Autorem tego artykułu jest Damian Michalski


Prywatne kliniki psychologiczne, na dzień dzisiejszy to również kliniki leczenia uzależnień. Kliniki te to oczywiście nie adres i mur - ale profesjonalny i bardzo ceniony na rynku zespół specjalistów.

Kliniki leczenia uzależnień to dziś jednostki z wieloletnim doświadczeniem , praktyką i mądrością we własnym trzeźwieniu w powiązaniu z wiedzą i doświadczeniem kilkunastoletniej pracy z osobami uzależnionymi .

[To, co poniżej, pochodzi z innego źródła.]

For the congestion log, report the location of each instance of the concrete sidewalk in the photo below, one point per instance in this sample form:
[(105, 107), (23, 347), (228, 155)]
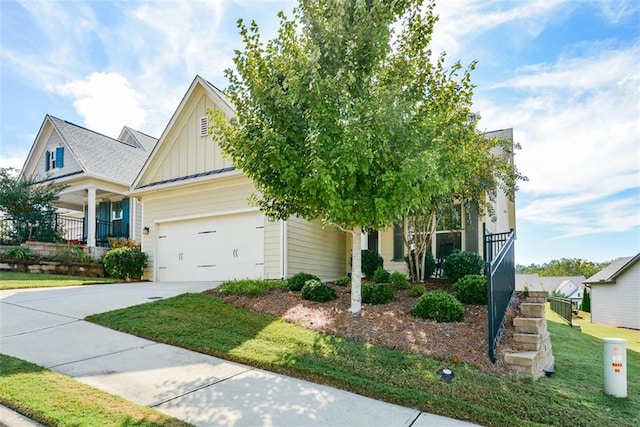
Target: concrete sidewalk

Kliniki mogą zagwarantować swoim pensjonariuszom ciszę, spokój i całkowitą anonimowość w trakcie trwania terapii. W komfortowych warunkach w ustronnym i cichym otoczeniu zapewniają fachową, skuteczną opiekę i pomoc terapeutów oraz pełną dyskrecję. Należy też pamiętać, iż kliniki leczenia uzależnień zapewniają całkowitą anonimowość, to pacjent będzie decydował komu i ile powie o swojej chorobie. Kliniki nie interesuje jak się pacjent nazywa, kim jest, gdzie pracuje, ile ma pieniędzy, lub jaki jest jego status społeczny i zawodowy. Kompleksowa stacjonarna terapia dla osób uzależnionych od alkoholu to mogą nam zaoferować kliniki leczenia uzależnień.

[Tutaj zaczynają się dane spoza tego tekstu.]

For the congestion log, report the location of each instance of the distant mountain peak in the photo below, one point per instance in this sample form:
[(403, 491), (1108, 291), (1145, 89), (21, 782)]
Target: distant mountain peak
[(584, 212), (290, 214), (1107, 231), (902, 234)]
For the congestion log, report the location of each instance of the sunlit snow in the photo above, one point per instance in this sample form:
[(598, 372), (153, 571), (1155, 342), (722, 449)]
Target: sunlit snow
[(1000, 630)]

Kliniki leczenia uzależnień to dziś jednostki z wieloletnim doświadczeniem , praktyką i mądrością we własnym trzeźwieniu w powiązaniu z wiedzą i doświadczeniem kilkunastoletniej pracy z osobami uzależnionymi. W dzisiejszych czas alkoholizm to bardzo duży problem wśród naszego społeczeństwa. Warto zatem walczyć z tą chorobą od razu gdy się pojawi. W Polsce powstało bardzo dużo, wysoko wyspecjalizowanych klinik, które oferują pomoc osobom uzależnionym. Kliniki leczenia uzależnień nie interesuje jak się pacjent nazywa, kim jest, gdzie pracuje, ile ma pieniędzy, lub jaki jest jego status społeczny i zawodowy. Kliniki te codziennie spotykają się z sytuacja,o i okolicznościami związanymi z cierpieniem wynikającym z czyjegoś nieszczęścia, nieszczęścia uzależnienia.